The enclosure system – People in villages with only a small numbers of landowners swapped their strips so that each owner’s land was combined into one area. Each owner could then enclose their land with hedges into a small farm with several fields. Common land was often included in the enclosures.
Enclosures allowed for 4 course rotation, one each for wheat, barley or oats, clover, and turnips or swedes; they swapped the crops round each year. This meant that none of the fields had to be left fallow because the clover and root crops put nutrients back in the soil. The root crops and clover could also be used to graze animals whose manure enriches the soil. Farmers could also control animals breeding to breed bigger animals with more meat or wool.
Working conditions in the factories and mines
Low wages and long hours.
Child labour used because they were more agile and so could crawl under machines to repair them. There were many dangers to health posed by the machines, as well as, noise, heat and overcrowding.
86% of workplaces had less than 10 people, however the new factories were huge and filled with hundreds or even thousands of people making them very dangerous
Roads, Canals, and Railway
Journeys by road were slow, bumpy, icy, often flooded, very busy, dangerous due to highwaymen.
A Turnpike Trust – a group of business of people who invested money to build roads called turnpikes. They built gates on the roads where travellers had to pay a toll in order to use the road. Turnpikes improved transport because they allowed people to travel faster because the roads were well looked after.

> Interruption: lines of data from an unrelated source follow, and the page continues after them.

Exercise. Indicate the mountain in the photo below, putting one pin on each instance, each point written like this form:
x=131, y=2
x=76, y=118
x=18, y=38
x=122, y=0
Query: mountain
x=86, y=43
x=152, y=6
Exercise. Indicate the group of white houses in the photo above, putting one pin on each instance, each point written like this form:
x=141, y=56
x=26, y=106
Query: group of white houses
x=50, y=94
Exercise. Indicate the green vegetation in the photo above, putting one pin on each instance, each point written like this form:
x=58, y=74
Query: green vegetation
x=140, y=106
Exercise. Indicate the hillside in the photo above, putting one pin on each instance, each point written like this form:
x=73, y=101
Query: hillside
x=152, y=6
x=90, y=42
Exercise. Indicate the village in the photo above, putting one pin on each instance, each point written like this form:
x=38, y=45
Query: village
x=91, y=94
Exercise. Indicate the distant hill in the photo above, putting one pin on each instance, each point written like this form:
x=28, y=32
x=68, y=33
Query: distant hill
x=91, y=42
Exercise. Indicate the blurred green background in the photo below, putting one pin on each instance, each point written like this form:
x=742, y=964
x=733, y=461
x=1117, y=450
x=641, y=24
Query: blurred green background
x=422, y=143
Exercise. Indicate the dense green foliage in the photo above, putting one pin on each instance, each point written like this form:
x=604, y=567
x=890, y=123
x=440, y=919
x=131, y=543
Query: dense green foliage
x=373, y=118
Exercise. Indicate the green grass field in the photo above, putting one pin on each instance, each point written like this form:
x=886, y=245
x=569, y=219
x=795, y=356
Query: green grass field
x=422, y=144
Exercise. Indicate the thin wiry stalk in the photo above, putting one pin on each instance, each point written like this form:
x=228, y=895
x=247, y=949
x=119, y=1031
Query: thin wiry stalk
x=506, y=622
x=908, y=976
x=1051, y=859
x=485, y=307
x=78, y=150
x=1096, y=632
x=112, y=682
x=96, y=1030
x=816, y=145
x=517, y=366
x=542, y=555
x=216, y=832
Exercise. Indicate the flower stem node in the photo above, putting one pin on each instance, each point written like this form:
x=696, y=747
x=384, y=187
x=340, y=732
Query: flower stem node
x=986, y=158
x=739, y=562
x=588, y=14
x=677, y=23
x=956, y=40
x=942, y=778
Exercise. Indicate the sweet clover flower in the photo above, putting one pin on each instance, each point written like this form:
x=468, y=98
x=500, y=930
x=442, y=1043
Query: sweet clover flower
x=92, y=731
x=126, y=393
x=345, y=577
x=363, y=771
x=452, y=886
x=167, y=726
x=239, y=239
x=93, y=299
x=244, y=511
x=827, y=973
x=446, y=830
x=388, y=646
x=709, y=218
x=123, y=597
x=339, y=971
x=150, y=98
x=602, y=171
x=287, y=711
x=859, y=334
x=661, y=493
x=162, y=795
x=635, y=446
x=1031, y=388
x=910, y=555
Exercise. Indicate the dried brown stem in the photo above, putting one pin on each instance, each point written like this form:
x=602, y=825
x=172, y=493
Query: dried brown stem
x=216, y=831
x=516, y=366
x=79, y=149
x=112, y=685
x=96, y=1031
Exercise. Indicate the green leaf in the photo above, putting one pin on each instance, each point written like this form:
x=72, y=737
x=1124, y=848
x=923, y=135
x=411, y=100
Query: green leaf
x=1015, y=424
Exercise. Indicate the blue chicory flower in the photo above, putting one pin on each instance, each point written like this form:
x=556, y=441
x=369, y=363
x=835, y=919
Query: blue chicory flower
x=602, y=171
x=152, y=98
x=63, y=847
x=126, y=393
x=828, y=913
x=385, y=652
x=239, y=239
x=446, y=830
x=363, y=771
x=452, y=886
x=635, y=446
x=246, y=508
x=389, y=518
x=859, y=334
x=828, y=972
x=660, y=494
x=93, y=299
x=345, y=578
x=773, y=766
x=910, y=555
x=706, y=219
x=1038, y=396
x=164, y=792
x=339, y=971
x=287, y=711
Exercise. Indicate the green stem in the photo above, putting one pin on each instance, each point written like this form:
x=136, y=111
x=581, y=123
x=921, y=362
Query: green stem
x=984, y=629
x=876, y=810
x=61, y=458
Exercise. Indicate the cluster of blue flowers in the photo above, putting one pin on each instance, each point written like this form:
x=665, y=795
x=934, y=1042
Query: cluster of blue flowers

Increased pressure on the roads due to the factory system and the need for the transportation of more goods led to the creation of canals.
Canals had cheaper prices than turnpike trusts, a much smoother journey, one horse could pull a much heavier load than they could on a road, barges could carry more goods than carts. Twice as fast as by road.
Problems with canals – cost a lot to build, could freeze in winter, could dry up in summer, transported mail slowly, no passenger service, expensive to build aqueducts to get over valleys.
Increased pressure on canals for faster transport led to the creation of the railway.
Railways (iron horses) – cheap, fast and could transport huge amounts of raw materials quickly. They could carry 20 times the weight 10 times as far as horses in a day. The first railway was built in 1829 and was the Liverpool and Manchester Railway.